The second movie to be released in Sensurround was the all-star casted 1976 war drama Midway. Again, a who’s who of stars including Charlton Heston, Henry Fonda, James Coburn and Toshiro Mifune were brought together in a re-telling of the Battle of Midway where a hopelessly out-numbered American Navy (what was left after Pearl Harbor) handed the Japanese fleet their first major defeat of WWII. Most of the battle footage was stock footage from earlier films or actual colorized war footage spliced in between the new footage of the cast. The film was a bit long winded and filled with the usual melodrama for films of this era but, wasn’t bad overall and made decent use of the Sensurround sound system during the battle sequences.
The third film to use the Sensurround process was an odd choice. 1977′s Rollercoaster, despite being marketed like a disaster film, wasn’t an action flick but, a suspense thriller about a mad bomber (Timothy Bottoms) who is targeting roller coasters and is being hunted by an amusement park ride inspector (George Segal) who is doing a far better job at it then the F.B.I. It’s actually a fairly entertaining and suspenseful thriller but, one has to question the need to use this gimmick here other then Universal not having enough faith in the film to release it on it’s own. Good flick but, weak use of the gimmick as it only functions to enhance a few scenes featuring roller coasters and the bombers handiwork.

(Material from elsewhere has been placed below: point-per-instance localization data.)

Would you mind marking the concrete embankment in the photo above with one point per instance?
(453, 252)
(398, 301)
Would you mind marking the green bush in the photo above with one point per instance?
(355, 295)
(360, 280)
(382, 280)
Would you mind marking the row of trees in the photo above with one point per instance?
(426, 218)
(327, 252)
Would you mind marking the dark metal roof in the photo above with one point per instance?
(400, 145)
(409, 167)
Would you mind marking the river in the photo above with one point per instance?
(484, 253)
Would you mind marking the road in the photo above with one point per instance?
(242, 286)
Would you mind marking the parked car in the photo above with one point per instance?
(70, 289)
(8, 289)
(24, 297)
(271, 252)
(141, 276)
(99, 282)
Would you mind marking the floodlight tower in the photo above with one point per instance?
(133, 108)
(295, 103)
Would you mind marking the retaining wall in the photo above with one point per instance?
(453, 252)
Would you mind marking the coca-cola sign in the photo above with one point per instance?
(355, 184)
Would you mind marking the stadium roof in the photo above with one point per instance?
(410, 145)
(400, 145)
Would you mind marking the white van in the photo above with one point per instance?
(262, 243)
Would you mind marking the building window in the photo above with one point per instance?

BATTLESTAR GALACTICA (1979)
The fourth and final film to use the Sensurround gimmick is the 1979 Battlestar Galactica. A bit more appropriate choice of application then Rollercoaster but, still not as good as in Earthquake. Basically all Universal did was re-edit the three hour pilot that was aired on US TV and release it in theaters and attach the Sensurround gimmick to it. This theatrical version was released in ’78 as a movie in Canada and Europe, where they were not getting the TV show but, then Universal released it in Sensurround in the states in May 1979 to try to recoup it’s expensive cost as the show tanked and was canceled. The only differences are, it moves quicker then the bloated 3 hour TV episode and the villainous traitor Baltar is executed by the Cylons instead of given his own ship like in the show. As a use of Sensurround it was on par with Midway to enhance the battle sequences and the ship hurtling through space.
While it was never made, when Paramount and Universal were both preparing their own remakes of King Kong at the same time in the mid 70s, the plan was for Universal’s The Legend Of King Kong to be released in Sensurround as well. Paramount won the battle, apparently with some cash going Universal’s way, but, the audience lost the war as their remake is notoriously terrible and they had the audacity to make an even worse sequel, King Kong Lives 10 years later. But, hearing King Kong roar and beat his chest in Sensurround might have been cheesy fun! We’ll never know as Sensurround disappeared and Dolby Sound had arrived with Star Wars and seemed to accomplish the same thing.